Each spread holds both similarities and differences for young children to observe and ponder. In one spread, for instance, the streets in both cities feature musicians, tail-wagging dogs, and taxis. Both moms wear ponytails and both grandmas wear eyeglasses. The girl waves to one musician and the boy smiles at another; the boy waves to a snack vendor and the girl smiles at another. As well, observant younger people will notice challenging issues in both cities—such as poverty and homelessness—with empathy: “Sé que mi ciudad puede ser difícil para algunos.” (“I know that my city can be difficult for some.”) While their moms look on approvingly, the boy pets a destitute man’s dog and the girl gives a coin to an elderly woman on the street.
© 2019 by Tania de Regil.
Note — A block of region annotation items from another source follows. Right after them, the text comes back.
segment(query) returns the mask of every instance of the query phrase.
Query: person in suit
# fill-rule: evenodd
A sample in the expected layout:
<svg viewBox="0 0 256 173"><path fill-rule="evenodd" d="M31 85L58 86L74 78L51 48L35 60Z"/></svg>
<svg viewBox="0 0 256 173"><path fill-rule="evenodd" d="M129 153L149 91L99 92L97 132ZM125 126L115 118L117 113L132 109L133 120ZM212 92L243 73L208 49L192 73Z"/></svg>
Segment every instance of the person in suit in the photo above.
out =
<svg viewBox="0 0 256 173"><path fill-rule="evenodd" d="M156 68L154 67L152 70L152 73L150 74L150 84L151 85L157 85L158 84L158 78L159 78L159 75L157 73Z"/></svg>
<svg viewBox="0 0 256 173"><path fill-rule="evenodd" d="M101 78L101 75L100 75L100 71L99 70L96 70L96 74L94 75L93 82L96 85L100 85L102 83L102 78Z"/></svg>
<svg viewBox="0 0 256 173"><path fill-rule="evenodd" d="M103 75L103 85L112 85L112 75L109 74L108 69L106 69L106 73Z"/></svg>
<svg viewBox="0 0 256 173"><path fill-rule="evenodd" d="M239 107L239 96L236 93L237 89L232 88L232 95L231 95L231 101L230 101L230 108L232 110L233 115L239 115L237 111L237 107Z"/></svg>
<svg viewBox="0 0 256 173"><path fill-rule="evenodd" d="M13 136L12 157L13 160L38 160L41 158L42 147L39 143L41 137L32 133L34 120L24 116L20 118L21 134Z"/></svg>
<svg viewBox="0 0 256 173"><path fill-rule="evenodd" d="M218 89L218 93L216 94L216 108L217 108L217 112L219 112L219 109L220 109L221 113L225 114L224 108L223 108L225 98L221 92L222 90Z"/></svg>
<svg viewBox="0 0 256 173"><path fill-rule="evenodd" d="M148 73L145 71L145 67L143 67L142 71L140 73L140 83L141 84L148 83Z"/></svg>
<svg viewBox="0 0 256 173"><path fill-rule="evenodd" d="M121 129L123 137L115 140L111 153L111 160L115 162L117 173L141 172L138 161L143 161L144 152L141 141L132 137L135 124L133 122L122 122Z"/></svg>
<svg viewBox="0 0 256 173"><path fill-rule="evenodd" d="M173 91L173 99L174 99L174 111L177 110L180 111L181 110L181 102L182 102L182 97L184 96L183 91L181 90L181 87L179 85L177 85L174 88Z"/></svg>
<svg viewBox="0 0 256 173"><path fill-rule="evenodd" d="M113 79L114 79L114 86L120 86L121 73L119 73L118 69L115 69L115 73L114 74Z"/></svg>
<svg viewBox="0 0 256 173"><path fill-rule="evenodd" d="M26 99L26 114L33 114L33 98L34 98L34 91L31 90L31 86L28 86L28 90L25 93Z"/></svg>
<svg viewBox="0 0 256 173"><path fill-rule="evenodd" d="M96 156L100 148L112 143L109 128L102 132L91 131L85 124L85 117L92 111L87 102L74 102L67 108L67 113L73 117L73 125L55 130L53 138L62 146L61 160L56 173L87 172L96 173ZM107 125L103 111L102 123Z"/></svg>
Reproduced by permission of the publisher, Candlewick Press, Somerville, MA.
This combination of straightforward and empathetic language and appealing art demonstrates the similarities of children’s relocation without the trauma of being stereotyped and used as a political ploy. For instance, a spread showing an illustration of the boy looking through his apartment window in New York and the girl looking out from her balcony in Mexico City expresses the same trepidation about moving: “(Pero no sé si quiere irme, porque voy / a extrañar muchas cosas de mi hogar.” (“But I don’t know if I want to leave, because I’m going / to miss a lot of things from my home.”) And another spread reads: “Y también voy a extrañar / jugar con mis amigos.” (“And I will also miss / playing with my friends.”)

On one spread, for instance, the two children are thinking about some of the things they will miss on their way to school in the morning: listening to the street musicians playing their favorite music; and on their way home in the afternoon, stopping to get a delicious snack from a street vendor. 

However, adults who present this little book as a “travelogue” will be missing the point and losing an opportunity. For older readers, there’s a helpful section of thumbnail illustrations and text that provides historical and cultural information about the peoples and places encountered by our young newcomers—as well as a brief, accurate and age-appropriate discussion of poverty and its causes in both cities. 

Since this lovely little book portrays the newness of relocating through the eyes of two young people with the same initial worries, I would like to have seen it as a bilingual flip book. Maybe next printing. 

*Highly recommended for all home, classroom and library collections.

[Note: Un Nuevo Hogar and A New Home represent only one of millions of stories about immigration and relocation and should not be read as the immigrant story. For these two middle-class families, air travel from Mexico to New York and from New York to Mexico—and relocation from one country to another—go without difficulty, as such events should for everyone. But in these harsh and punitive times, their experiences are not typical for those desperate immigrants, migrants, and asylum-seekers from Mexico and Central America who attempt to cross the US-Mexico border and establish new roots here.]